←back to thread

185 points thunderbong | 1 comments | | HN request time: 0s | source
Show context
kazinator ◴[] No.43647015[source]
Fun fact: you can stick a null byte into the shebang line to terminate it, as an alterantive to the newline.

It's possible to have a scripting language support extra command line arguments after the null byte, which is less disruptive to the syntax than recognizing arguments from a second line.

I.e.

  #!/path/to/interpreter --arg<NUL>--more --args<LF>
Or

  #!/usr/bin/env interpreter<NUL>--all --args<LF>
On some OS's, you only get one arg: everything after the space, to the end of the line, is one argument.

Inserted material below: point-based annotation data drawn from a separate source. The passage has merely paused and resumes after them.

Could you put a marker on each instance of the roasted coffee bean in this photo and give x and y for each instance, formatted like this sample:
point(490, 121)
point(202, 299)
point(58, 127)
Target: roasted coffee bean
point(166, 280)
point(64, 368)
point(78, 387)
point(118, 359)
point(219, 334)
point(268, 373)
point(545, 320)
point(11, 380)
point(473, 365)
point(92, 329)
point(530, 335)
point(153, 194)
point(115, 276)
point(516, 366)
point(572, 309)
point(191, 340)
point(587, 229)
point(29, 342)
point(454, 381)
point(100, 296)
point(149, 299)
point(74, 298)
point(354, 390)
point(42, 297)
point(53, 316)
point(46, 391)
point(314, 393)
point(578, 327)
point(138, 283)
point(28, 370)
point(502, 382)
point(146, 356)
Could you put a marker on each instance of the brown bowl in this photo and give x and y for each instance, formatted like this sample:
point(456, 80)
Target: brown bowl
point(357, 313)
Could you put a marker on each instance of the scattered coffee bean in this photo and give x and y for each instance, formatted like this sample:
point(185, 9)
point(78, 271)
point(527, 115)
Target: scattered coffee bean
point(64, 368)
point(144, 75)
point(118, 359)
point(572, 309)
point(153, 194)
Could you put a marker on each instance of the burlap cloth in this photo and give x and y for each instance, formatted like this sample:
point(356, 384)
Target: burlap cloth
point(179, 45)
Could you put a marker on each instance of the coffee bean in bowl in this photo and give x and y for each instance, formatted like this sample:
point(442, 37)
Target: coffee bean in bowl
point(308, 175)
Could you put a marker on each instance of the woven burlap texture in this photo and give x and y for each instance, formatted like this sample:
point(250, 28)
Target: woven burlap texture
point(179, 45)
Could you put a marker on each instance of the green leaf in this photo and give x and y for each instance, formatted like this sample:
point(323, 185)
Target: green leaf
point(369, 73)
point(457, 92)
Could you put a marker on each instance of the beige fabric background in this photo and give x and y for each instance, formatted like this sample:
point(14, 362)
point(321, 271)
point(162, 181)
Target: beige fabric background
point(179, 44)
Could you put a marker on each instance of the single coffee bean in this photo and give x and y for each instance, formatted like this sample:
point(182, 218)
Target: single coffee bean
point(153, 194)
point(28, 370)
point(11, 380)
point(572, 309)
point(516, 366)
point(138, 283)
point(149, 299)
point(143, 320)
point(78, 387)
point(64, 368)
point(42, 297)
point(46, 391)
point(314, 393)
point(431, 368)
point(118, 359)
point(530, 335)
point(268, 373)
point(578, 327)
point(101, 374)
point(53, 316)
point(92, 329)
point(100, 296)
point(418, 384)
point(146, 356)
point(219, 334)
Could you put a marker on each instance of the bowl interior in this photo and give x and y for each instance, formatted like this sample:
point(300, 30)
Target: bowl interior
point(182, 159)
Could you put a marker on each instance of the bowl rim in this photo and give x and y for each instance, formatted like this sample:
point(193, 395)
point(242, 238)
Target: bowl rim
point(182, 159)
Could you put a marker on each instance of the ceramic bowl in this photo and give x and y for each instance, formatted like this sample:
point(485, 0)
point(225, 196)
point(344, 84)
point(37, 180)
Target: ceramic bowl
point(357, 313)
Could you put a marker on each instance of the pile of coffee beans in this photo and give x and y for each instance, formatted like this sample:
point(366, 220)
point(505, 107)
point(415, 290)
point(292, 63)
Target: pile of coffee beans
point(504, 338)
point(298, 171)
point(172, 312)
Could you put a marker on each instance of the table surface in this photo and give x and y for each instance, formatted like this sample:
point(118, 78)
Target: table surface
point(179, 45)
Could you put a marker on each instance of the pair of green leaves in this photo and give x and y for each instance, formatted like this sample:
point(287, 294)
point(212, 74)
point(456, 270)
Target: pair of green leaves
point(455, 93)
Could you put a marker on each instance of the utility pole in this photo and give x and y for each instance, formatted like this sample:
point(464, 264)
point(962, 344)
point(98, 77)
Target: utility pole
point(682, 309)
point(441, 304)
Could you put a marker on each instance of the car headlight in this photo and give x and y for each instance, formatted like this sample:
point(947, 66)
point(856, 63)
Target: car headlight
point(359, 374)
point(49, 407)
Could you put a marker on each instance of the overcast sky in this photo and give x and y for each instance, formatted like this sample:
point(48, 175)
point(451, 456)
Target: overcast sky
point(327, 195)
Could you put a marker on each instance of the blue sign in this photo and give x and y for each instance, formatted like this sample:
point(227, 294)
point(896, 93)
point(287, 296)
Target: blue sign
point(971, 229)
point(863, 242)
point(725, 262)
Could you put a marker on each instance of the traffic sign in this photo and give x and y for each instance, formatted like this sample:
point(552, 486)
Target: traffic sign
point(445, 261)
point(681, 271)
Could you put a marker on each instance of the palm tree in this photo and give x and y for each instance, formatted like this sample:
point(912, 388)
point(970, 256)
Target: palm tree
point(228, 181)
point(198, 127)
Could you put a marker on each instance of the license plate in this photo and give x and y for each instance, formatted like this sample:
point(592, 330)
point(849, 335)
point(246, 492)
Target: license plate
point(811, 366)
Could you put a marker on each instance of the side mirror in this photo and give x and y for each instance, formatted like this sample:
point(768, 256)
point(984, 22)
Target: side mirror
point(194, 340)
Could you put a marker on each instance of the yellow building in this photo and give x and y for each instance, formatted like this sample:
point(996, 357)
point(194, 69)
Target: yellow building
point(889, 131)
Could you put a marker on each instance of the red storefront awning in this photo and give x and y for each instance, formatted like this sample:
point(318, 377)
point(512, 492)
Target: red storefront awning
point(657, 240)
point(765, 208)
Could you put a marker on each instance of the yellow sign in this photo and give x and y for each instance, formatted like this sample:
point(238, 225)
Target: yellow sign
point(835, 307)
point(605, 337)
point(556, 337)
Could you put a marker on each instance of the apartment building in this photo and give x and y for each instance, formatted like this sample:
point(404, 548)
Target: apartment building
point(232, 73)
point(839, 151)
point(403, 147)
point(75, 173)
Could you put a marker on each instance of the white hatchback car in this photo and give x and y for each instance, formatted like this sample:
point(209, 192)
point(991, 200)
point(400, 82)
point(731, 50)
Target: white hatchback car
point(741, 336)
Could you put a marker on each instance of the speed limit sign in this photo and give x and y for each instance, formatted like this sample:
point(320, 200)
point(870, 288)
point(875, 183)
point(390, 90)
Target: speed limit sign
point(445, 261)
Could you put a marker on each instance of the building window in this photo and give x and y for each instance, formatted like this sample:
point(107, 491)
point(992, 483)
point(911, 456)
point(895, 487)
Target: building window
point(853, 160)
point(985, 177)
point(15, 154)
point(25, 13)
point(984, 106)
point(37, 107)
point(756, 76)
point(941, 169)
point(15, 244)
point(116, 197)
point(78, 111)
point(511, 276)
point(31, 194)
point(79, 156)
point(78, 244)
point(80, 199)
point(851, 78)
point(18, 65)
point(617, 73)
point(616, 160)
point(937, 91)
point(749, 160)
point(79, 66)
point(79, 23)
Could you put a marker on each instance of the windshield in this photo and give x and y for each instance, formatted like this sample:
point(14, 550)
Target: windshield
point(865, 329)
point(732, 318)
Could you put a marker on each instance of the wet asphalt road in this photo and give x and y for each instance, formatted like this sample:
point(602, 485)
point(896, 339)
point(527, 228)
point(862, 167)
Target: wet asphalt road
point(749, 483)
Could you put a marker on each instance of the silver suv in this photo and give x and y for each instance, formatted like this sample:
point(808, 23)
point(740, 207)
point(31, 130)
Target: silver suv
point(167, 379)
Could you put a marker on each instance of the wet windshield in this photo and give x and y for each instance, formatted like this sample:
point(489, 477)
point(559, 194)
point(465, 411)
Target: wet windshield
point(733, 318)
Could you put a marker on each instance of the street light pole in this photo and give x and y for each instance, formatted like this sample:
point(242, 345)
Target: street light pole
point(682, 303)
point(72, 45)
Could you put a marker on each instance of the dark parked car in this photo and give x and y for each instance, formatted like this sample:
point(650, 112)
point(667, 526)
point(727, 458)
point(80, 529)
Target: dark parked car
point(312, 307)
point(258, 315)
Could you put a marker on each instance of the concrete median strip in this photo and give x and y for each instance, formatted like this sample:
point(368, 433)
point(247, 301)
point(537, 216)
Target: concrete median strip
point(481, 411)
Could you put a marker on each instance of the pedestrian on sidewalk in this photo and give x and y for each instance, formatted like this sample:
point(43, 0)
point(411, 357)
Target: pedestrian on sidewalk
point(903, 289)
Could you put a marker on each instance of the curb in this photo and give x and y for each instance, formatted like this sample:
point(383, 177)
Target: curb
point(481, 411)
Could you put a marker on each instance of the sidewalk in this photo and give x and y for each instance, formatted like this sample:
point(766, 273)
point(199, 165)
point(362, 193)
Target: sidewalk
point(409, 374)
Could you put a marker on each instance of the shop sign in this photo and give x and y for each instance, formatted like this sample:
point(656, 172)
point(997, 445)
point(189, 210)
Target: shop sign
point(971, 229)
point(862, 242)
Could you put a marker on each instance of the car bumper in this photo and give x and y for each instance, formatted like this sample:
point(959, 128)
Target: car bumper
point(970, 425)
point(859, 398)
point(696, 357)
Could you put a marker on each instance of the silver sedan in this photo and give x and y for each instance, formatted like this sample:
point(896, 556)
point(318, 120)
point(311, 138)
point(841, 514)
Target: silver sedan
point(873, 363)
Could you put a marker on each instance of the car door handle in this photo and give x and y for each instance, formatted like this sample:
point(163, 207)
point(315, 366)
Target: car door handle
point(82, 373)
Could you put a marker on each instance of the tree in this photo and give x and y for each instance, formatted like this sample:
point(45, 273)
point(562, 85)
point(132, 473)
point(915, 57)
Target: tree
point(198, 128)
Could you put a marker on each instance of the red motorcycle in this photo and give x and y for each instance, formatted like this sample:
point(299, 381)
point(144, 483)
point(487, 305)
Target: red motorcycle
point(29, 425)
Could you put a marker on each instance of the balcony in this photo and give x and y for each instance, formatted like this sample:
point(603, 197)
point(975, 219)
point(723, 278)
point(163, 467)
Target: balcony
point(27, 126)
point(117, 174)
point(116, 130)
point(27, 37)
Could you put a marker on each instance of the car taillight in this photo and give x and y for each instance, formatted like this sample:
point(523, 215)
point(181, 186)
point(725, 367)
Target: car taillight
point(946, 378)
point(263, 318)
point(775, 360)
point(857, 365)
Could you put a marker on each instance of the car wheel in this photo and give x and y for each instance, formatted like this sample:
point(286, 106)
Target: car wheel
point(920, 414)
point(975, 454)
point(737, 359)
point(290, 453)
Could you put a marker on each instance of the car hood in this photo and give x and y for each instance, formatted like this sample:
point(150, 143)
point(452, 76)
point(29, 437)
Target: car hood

When we stick a <NUL> there, that argument stops there; but our interpreter can read the whole line including the <NUL> up to the <LF> and then extract additional arguments between <NUL> and <LF>

https://www.nongnu.org/txr/txr-manpage.html#N-74C247FD

The interpreter could get the arguments in other ways, like from a second line after the hash bang line. But with the null hack, all the processing revolves around just the one hash bang line. You can retrofit this logic into an interpreter that already knows how to ignore the hash bang line, without doing any work beyond getting it to load the line properly with the embedded nul, and extract the arguments. You dont have to alter the syntax to specially recognize a hash bang continuation line.

replies(3): >>43647221 #>>43649695 #>>43649823 #
CalChris ◴[] No.43647221[source]
Less fun fact: you can't substitute a <cr><nl> for <nl>.

I had a Perl script (way) back in the day that came from a Windows system and it wouldn't work on Linux. After I figured out <cr><nl> was causing the problem, I figured it out what bin_script (might have been in bin_misc) was doing wrong. bin_script sees "/bin/perl<cr>" and then fails to find that interpreter.

So I proposed a one line change which fixed the glitch and posted it to LKML … and promptly got yelled at by Allan Cox for breaking compatibility. I dunno if the null byte breaks the same compatibility. Chapter and verse weren't cited.

replies(1): >>43647775 #
1. kazinator ◴[] No.43647775[source]
Null de facto works, and it's almost certainly due to a consequence of the kernel treating the result of extracting the argument as a C string. For instance, it might actually be scanning past the NUL and earnestly finding the newline. Even if that entire datum is copied into the argument vector and passed to the interpreter. the interpreter will only see the argument up to the null terminator, due to it being a C string.

About the only way it could break would be if the kernel used a string function to look for the newline, like a range-limited form of strchr, and then aborted the hash bang dispatch with an error upon not finding the newline, rather than accepting that the argument is delimited by a null.

I tested it on various platforms like MacOS, Solaris, some BSDs, Cygwin, Linux. Far from exhaustive but a good coverage of the modern desktop and server landscape.

The null byte would have fixed your Perl script without having to convert the line endings; the argument would have been delimited, in spite of the line ending in <CR><LF>.